Time Saving

As we suffer through another pointless Daylight Saving Time, I’m thinking of rituals that have lost their meaning.  Life is full of them.  We do things because we’ve always done them this way and even when they become harmful because of the way lifestyles change (auto accidents, for example, increase after shorting people of an hour’s sleep) we can’t seem to let go.  DST alone should’ve been enough to convince those who claimed religion would simply go away when science kicked in that they are wrong.  This is one reason that I’ve always found the origins of ideas fascinating.  Why did people believe this?  Why did they do this?  What started this whole process?  (Just to be clear, I’m not asking this about DST; I’ve written about that before.)

We can’t know the ultimate origins of religion.  I’ve suggested in the past that what we would term religious behavior has clear origins in the behavior of animals.  A somewhat fully developed consciousness provides incentive to rationalize such behavior.  The earliest organized religion of which we know involved state functionaries (priests) supporting, probably for sincerely believed reasons, the “secular” government.  Kings and priests needed each other and people quickly conformed.  Even when those on the inside came to realize that they were merely pretending, they kept on doing so.  It was too late (or if DST, too early) to change anything, so the mascarade continued.  Tracing the history of religious ideas reveals perhaps more than we want to know.  And human beings are natural actors.
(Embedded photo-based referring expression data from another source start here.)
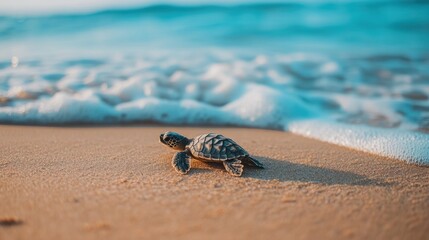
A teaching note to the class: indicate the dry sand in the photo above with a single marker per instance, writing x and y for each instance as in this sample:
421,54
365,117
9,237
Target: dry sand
118,183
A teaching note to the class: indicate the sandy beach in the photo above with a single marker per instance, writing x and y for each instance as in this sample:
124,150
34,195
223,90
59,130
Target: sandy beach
118,183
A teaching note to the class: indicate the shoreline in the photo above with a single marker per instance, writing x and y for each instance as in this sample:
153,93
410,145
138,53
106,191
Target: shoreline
87,182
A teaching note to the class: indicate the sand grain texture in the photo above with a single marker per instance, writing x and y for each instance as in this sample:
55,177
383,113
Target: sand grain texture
118,183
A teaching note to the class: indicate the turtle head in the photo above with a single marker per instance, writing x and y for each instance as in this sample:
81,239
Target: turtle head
174,140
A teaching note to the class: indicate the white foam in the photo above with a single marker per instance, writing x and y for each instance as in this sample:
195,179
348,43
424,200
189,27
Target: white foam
300,93
410,147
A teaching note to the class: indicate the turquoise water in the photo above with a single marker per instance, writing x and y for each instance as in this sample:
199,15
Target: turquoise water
368,27
354,74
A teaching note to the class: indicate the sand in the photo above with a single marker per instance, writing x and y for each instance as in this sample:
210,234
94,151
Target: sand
118,183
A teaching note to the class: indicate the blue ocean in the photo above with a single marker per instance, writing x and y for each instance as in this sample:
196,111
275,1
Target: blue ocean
353,73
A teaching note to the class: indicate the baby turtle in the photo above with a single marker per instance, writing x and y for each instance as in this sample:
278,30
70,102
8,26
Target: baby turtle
208,148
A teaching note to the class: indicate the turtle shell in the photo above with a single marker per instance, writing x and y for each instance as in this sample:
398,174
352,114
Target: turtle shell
215,147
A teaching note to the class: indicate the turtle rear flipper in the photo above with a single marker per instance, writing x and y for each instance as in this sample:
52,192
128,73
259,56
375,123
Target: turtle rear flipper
252,162
234,167
182,162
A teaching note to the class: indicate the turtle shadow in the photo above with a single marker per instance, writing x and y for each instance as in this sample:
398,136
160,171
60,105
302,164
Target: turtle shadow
286,171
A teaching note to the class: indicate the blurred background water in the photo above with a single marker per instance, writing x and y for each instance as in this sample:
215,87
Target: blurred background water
340,27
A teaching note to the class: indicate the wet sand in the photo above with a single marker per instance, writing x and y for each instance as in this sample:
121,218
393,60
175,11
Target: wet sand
118,183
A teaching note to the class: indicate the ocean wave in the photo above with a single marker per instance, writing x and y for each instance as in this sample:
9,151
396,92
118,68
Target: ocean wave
376,104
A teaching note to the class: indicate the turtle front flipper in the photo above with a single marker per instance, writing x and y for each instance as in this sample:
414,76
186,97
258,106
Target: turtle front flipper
248,160
233,167
182,162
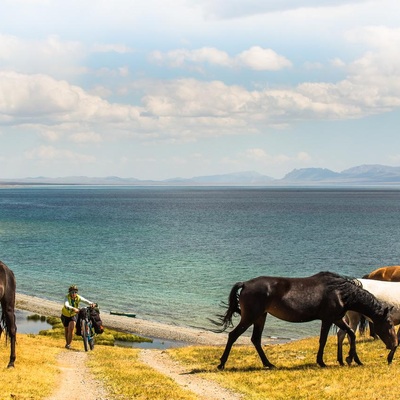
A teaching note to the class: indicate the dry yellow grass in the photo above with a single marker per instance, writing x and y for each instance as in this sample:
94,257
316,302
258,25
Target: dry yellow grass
35,373
297,375
127,378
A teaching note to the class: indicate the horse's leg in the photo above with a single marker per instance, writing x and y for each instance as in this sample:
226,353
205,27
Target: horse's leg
325,326
352,339
391,353
340,336
11,329
258,328
351,320
232,337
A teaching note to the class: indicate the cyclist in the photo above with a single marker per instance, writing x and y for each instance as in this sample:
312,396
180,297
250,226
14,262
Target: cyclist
69,313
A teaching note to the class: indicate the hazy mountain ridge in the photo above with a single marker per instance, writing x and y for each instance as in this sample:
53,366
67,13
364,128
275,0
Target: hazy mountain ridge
359,175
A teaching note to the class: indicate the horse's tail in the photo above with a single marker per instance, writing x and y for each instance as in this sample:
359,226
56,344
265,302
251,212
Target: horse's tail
225,320
3,323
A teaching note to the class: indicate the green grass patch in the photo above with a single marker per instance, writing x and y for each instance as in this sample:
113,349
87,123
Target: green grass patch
107,338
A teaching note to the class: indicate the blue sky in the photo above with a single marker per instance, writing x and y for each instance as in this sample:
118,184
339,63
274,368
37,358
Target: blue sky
161,89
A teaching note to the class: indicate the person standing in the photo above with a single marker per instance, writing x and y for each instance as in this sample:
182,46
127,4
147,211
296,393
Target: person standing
69,313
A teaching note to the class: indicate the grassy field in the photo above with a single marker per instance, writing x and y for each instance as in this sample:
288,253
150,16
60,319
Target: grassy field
296,377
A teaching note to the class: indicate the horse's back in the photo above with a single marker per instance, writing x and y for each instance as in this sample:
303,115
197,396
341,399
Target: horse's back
383,290
291,299
390,273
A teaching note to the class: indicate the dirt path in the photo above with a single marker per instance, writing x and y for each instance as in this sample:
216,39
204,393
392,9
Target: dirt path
76,382
205,389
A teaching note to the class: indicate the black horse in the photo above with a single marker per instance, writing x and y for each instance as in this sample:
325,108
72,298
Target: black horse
7,300
325,296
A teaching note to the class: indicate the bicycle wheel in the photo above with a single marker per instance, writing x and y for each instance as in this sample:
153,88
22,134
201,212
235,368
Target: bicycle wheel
84,332
91,335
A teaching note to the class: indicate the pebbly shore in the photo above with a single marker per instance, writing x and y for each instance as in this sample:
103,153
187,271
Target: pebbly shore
137,326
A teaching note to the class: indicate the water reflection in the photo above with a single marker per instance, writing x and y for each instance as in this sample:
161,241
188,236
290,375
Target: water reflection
29,326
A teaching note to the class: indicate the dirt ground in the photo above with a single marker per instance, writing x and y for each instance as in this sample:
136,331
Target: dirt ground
75,374
76,379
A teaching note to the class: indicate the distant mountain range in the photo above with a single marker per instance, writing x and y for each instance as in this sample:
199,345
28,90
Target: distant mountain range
360,175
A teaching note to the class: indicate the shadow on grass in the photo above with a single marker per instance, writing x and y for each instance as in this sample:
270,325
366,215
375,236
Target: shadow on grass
302,367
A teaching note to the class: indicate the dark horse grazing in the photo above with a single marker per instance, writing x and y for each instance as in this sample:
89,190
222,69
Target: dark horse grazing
325,296
7,300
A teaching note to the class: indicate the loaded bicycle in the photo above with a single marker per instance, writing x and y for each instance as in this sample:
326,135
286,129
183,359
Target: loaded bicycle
90,324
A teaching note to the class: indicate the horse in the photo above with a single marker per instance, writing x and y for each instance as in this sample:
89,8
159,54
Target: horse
388,273
325,296
7,300
388,292
391,274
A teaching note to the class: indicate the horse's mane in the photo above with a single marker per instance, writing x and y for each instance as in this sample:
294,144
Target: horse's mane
351,290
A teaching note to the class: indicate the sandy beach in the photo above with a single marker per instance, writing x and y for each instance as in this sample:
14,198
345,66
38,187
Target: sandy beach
136,326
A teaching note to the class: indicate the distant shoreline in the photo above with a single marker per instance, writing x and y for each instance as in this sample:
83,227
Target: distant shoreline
141,327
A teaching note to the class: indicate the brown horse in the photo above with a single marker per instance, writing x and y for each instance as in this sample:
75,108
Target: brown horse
325,296
391,274
7,300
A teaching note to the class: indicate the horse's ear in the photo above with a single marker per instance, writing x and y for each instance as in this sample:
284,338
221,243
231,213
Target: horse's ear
388,310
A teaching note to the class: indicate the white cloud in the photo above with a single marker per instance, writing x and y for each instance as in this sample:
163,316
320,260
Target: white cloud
239,8
50,153
255,58
51,55
107,48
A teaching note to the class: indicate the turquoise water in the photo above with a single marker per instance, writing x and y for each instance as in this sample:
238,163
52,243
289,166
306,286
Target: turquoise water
173,254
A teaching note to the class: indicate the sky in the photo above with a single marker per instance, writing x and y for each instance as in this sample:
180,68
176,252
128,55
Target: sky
161,89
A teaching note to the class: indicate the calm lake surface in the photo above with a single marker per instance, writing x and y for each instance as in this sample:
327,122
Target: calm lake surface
172,254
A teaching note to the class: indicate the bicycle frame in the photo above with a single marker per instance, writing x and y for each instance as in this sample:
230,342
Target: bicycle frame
87,330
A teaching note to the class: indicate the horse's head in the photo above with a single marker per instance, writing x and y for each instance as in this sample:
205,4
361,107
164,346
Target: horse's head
385,329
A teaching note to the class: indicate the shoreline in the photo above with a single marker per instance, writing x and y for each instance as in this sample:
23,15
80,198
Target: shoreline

Once, while in a restaurant, I sat near the kitchen.  The smiling servers, as they neared that portal lost their smiles and harried looks came to their faces as they told frantic cooks what the couple at table eight wanted.  Yet they continued to pretend they were happy when at table-side.  Or think of work with its “public facing” information that is inevitably different from what is known by those on the inside of the company.  Actors.  We’re all actors.  Perhaps it’s the price to pay for living in a civilization.  If we stopped to think about why we’re doing something as inane as pretending five o’clock is now six o’clock, or even that all people are the same and should be at work between nine and five, society could not stand the scrutiny.  Anarchy would erupt in the streets.  We should be thankful that people don’t think about these things too deeply.  Or, then again, maybe I didn’t get enough sleep last night.